In matchit, setting method = "nearest" performs greedy nearest neighbor matching. A distance is computed between each treated unit and each control unit, and, one by one, each treated unit is assigned a control unit as a match. The matching is "greedy" in the sense that there is no action taken to optimize an overall criterion; each match is selected without considering the other matches that may occur subsequently.

This page details the allowable arguments with method = "nearest". See matchit for an explanation of what each argument means in a general context and how it can be specified.

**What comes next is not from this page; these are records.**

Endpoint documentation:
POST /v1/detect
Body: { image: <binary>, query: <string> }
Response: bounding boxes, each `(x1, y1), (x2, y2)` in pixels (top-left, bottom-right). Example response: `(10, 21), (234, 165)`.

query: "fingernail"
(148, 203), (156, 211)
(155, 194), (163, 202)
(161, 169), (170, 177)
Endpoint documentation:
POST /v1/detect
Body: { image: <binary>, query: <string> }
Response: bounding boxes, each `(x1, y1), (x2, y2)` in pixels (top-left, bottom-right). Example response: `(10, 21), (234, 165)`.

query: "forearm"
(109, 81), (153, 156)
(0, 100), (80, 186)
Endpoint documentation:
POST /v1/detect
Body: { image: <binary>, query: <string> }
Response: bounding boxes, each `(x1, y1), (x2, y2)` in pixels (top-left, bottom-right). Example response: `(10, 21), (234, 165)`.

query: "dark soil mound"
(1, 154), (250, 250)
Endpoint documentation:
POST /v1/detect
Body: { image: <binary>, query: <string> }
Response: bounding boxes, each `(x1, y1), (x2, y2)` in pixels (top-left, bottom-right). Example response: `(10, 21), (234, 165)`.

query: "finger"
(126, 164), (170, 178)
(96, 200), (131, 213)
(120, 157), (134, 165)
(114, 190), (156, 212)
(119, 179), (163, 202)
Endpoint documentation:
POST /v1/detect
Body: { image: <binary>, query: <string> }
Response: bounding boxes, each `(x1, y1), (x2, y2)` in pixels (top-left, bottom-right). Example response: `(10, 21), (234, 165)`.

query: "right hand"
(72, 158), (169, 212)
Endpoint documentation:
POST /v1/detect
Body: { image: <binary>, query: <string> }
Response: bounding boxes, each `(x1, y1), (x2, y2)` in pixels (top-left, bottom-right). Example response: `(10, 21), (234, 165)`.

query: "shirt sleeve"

Below is how matchit is used for nearest neighbor matching:

matchit(formula, data = NULL, method = "nearest",
        distance = "glm", link = "logit",
        distance.options = list(), estimand = "ATT",
        exact = NULL, mahvars = NULL, discard = "none",
        reestimate = FALSE, s.weights = NULL,
        replace = TRUE, m.order = NULL, caliper = NULL,
        ratio = 1, min.controls = NULL,
        max.controls = NULL, verbose = FALSE, ...)

Arguments

formula

a two-sided formula object containing the treatment and covariates to be used in creating the distance measure used in the matching.

data

a data frame containing the variables named in formula. If not found in data, the variables will be sought in the environment.

method

set here to "nearest".

distance

the distance measure to be used. See distance for allowable options.

link

when distance is specified as a string and not "mahalanobis", an additional argument controlling the link function used in estimating the distance measure. See distance for allowable options with each option.

distance.options

a named list containing additional arguments supplied to the function that estimates the distance measure as determined by the argument to distance.

estimand

a string containing the desired estimand. Allowable options include "ATT" and "ATC". See Details.

exact

for which variables exact matching should take place.

mahvars

for which variables Mahalanobis distance matching should take place when a distance measure other than "mahalanobis" is used (e.g., for caliper matching or to discard units for common support). If specified, the distance measure will not be used in matching.

discard

a string containing a method for discarding units outside a region of common support. Only allowed when distance is not "mahalanobis".

reestimate

if discard is not "none", whether to re-estimate the propensity score in the remaining sample prior to matching.

s.weights

the variable containing sampling weights to be incorporated into propensity score models and balance statistics.

replace

whether matching should be done with replacement.

m.order

the order that the matching takes place. The default for distance = "mahalanobis" is "data". Otherwise, the default is "largest". See matchit for allowable options.

caliper

the width(s) of the caliper(s) used for caliper matching. See Details and Examples.

std.caliper

logical; when calipers are specified, whether they are in standard deviation units (TRUE) or raw units (FALSE).

ratio

how many control units should be matched to each treated unit for k:1 matching. For variable ratio matching, see section "Variable Ratio Matching" in Details below.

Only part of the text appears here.